My impression, from admittedly a quick reading of many transcripts of Tyler’s conversations, is that he’s a lot in the present: what do you think now? what are your views now? That probably is more important. It’s just that I find the early life stories fascinating and would like to see more on that.
A year ago on EconTalk, Russ Roberts interviewed Peterson on his book 12 Rules for Life.
READER COMMENTS
Mark Z
Feb 17 2019 at 4:28pm
One thing I wish were discussed more is possible economic (or, perhaps, behavioral economic) explanations for private companies indulging increasingly powerful and expensive HR department and their ideologies. One would expect this from public or nonprofit organizations, but profit-oriented ones? The best explanation I can come up with that’s consistent with efficient markets is that creating such environments gives companies a competitive advantage at recruiting young, educated, skilled workers fresh out of college or grad school who largely share the HR department worldview. Or could it be a market failure; maybe this phenomenon just reflects the worldview of the managers?
Jake D.
Feb 18 2019 at 11:42am
Speaking from some personal experience, they are afraid of litigation. They are hired to avoid it.
It’s getting pretty complicated to legally pay someone to do work, so they also figure that stuff out. I smell a Dilbert strip in there.
Jason
Feb 17 2019 at 6:21pm
I am also a former rural Manitoban from a family of modest means. I read The Fountainhead at 12 or so and I must admit – I didn’t catch on to the philosophy behind at all.

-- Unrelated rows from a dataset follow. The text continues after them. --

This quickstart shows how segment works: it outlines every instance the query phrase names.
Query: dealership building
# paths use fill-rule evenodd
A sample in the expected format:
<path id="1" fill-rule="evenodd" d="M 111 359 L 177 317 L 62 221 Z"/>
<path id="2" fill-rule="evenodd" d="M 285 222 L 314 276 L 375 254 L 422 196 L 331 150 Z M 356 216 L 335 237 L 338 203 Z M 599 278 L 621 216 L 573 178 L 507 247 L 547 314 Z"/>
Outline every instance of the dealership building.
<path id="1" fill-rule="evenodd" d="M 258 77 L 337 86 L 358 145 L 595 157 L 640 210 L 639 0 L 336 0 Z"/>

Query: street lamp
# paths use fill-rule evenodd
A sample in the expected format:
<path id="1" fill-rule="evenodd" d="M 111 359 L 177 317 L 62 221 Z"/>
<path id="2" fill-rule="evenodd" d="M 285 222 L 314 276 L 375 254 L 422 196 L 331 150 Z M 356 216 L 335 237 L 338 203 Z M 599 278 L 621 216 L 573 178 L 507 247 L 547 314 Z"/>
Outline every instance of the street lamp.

At that age I also thought that tax rates of 80% or more on the very rich would be most “fair”. I wish everyone grew out of such naivety like I did.
David Henderson
Feb 17 2019 at 7:10pm
Reading The Fountainhead at age 12. Wow! I’m not surprised that you didn’t catch on to the philosophy. What I got from it at age 16 (almost 17) was the importance of being true to yourself. I bet you got that out of it. The whole Objectivist/libertarian thing came in her later writing, both Atlas Shrugged, of course, and the non-fiction.

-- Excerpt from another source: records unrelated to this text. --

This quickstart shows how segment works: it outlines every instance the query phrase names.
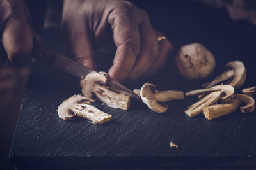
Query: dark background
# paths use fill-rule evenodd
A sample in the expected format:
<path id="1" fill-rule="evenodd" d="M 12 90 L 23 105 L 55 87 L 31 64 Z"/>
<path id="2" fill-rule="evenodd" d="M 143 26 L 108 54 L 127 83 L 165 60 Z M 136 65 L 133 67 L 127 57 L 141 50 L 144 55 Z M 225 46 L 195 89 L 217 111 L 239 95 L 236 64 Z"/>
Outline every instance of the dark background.
<path id="1" fill-rule="evenodd" d="M 31 18 L 36 31 L 43 38 L 45 36 L 49 41 L 51 36 L 52 38 L 56 38 L 54 32 L 59 32 L 58 38 L 61 39 L 61 34 L 58 27 L 61 15 L 61 8 L 60 8 L 61 6 L 61 1 L 56 1 L 54 3 L 49 1 L 28 1 L 28 7 L 31 12 Z M 246 81 L 246 86 L 255 85 L 253 62 L 256 57 L 255 25 L 246 21 L 232 21 L 225 8 L 216 9 L 193 1 L 132 1 L 148 13 L 154 28 L 164 33 L 177 50 L 184 45 L 199 42 L 212 52 L 216 60 L 216 69 L 212 76 L 219 74 L 227 62 L 239 59 L 243 60 L 246 67 L 248 78 Z M 51 4 L 52 7 L 57 6 L 57 8 L 55 8 L 53 12 L 52 11 L 47 13 L 47 10 L 44 8 L 47 4 Z M 51 19 L 45 21 L 45 18 L 49 16 L 52 16 L 50 17 Z M 53 20 L 52 16 L 54 16 Z M 48 24 L 45 24 L 45 22 Z M 46 35 L 45 32 L 49 34 Z M 47 42 L 45 43 L 47 44 Z M 48 45 L 54 46 L 51 42 L 48 42 Z M 65 48 L 64 46 L 54 46 L 56 48 L 55 50 L 59 48 L 60 52 L 63 50 L 60 48 Z M 204 81 L 188 81 L 180 78 L 175 67 L 173 57 L 170 57 L 166 67 L 160 73 L 147 81 L 157 84 L 159 89 L 163 90 L 167 89 L 170 87 L 177 88 L 180 83 L 189 84 L 189 86 L 182 87 L 184 91 L 198 87 L 198 85 Z M 102 64 L 102 62 L 99 63 L 100 65 Z M 102 66 L 102 67 L 106 69 L 109 66 L 110 64 L 108 66 Z M 177 82 L 166 80 L 165 80 L 166 77 L 172 78 Z M 45 78 L 47 80 L 47 78 Z M 130 87 L 141 87 L 145 81 L 136 82 Z M 17 103 L 19 105 L 19 102 Z M 5 113 L 12 111 L 13 115 L 10 115 L 13 116 L 8 117 L 7 119 L 1 119 L 3 122 L 1 124 L 1 135 L 3 136 L 1 147 L 1 151 L 3 150 L 1 160 L 5 160 L 4 162 L 5 163 L 3 163 L 3 165 L 4 167 L 6 166 L 6 168 L 8 166 L 6 155 L 15 125 L 17 113 L 19 110 L 19 106 L 16 106 L 16 108 L 13 106 L 10 107 L 13 108 L 2 110 Z"/>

What town in Manitoba did you grow up in or near?
Jason
Feb 18 2019 at 2:55am
The far south-east corner – I went to school in Sprague. I remember reading you were from out west? And moved out-of-province before I was born.

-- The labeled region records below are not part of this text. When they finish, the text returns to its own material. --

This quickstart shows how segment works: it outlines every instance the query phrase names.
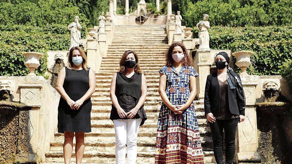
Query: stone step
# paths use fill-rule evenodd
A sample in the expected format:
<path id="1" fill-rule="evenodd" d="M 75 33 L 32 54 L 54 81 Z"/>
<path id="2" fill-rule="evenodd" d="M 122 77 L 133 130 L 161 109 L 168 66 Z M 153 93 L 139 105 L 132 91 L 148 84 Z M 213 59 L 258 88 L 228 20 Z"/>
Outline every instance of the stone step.
<path id="1" fill-rule="evenodd" d="M 213 151 L 204 151 L 204 161 L 205 163 L 214 163 Z M 76 162 L 75 152 L 72 153 L 71 161 Z M 154 163 L 155 152 L 138 152 L 136 164 L 153 164 Z M 63 151 L 49 151 L 45 153 L 47 162 L 63 162 Z M 95 151 L 85 151 L 82 160 L 82 163 L 113 164 L 116 163 L 115 153 L 114 151 L 110 152 Z"/>
<path id="2" fill-rule="evenodd" d="M 73 142 L 73 151 L 75 151 L 75 142 Z M 84 143 L 85 151 L 96 151 L 111 152 L 115 151 L 115 142 L 86 142 Z M 53 141 L 50 143 L 50 151 L 63 151 L 63 142 Z M 213 144 L 211 141 L 201 141 L 201 146 L 203 148 L 203 151 L 212 151 L 213 149 L 211 148 Z M 137 142 L 137 151 L 151 152 L 155 151 L 155 142 Z"/>
<path id="3" fill-rule="evenodd" d="M 144 126 L 144 125 L 143 125 Z M 96 129 L 99 130 L 100 129 Z M 106 128 L 109 130 L 113 129 L 113 128 Z M 139 142 L 149 142 L 155 143 L 156 140 L 157 130 L 153 128 L 153 132 L 140 132 L 138 133 L 137 141 Z M 98 131 L 97 131 L 97 132 Z M 114 130 L 112 132 L 107 132 L 102 131 L 99 131 L 98 132 L 91 132 L 90 133 L 86 133 L 84 138 L 84 142 L 114 142 L 116 141 L 115 134 Z M 206 131 L 200 131 L 200 136 L 203 137 L 202 140 L 211 141 L 211 132 L 209 130 Z M 56 142 L 64 142 L 64 134 L 55 132 L 55 140 Z M 204 137 L 205 137 L 204 139 Z M 75 138 L 74 137 L 74 141 Z"/>

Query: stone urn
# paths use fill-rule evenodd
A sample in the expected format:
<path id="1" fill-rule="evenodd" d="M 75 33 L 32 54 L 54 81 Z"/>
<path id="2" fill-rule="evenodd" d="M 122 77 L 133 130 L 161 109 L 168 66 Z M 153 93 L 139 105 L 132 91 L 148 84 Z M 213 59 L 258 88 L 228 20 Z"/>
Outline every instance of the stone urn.
<path id="1" fill-rule="evenodd" d="M 175 19 L 175 15 L 174 14 L 171 14 L 169 15 L 169 20 L 170 20 L 171 22 L 174 22 L 174 20 Z"/>
<path id="2" fill-rule="evenodd" d="M 240 51 L 232 53 L 232 55 L 236 57 L 235 64 L 241 69 L 241 75 L 247 75 L 246 69 L 251 65 L 251 56 L 253 53 L 249 51 Z"/>
<path id="3" fill-rule="evenodd" d="M 94 28 L 88 28 L 87 29 L 88 34 L 90 36 L 91 39 L 93 39 L 93 36 L 96 32 L 96 29 Z"/>
<path id="4" fill-rule="evenodd" d="M 110 22 L 111 20 L 111 19 L 112 17 L 110 15 L 105 15 L 105 22 Z"/>
<path id="5" fill-rule="evenodd" d="M 35 52 L 24 53 L 23 55 L 25 57 L 25 62 L 24 65 L 29 70 L 29 73 L 28 76 L 36 76 L 34 70 L 41 65 L 39 64 L 39 59 L 44 57 L 44 55 Z"/>
<path id="6" fill-rule="evenodd" d="M 185 31 L 185 35 L 188 39 L 190 39 L 191 36 L 192 35 L 192 30 L 193 30 L 193 28 L 192 27 L 186 27 L 183 29 L 184 31 Z"/>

Sorry, I was probably actually older than 12, I don’t remember specifically, though. It was definitely different from anything else I had read at that point.
David Henderson
Feb 18 2019 at 11:12am
Boissevain (1950-60), Carman (1960-67), and Winnipeg (1967-71).
Thaomas
Feb 20 2019 at 4:13pm
As a marginal rate on consumption 80% might not be bad on the highest levels of consumption.
RPLong
Feb 19 2019 at 9:21am
Peterson does go into his personal history and the development of his ideas in other interviews and in his most recent book. So, perhaps for that reason, Cowen decided not to explore that side of Peterson.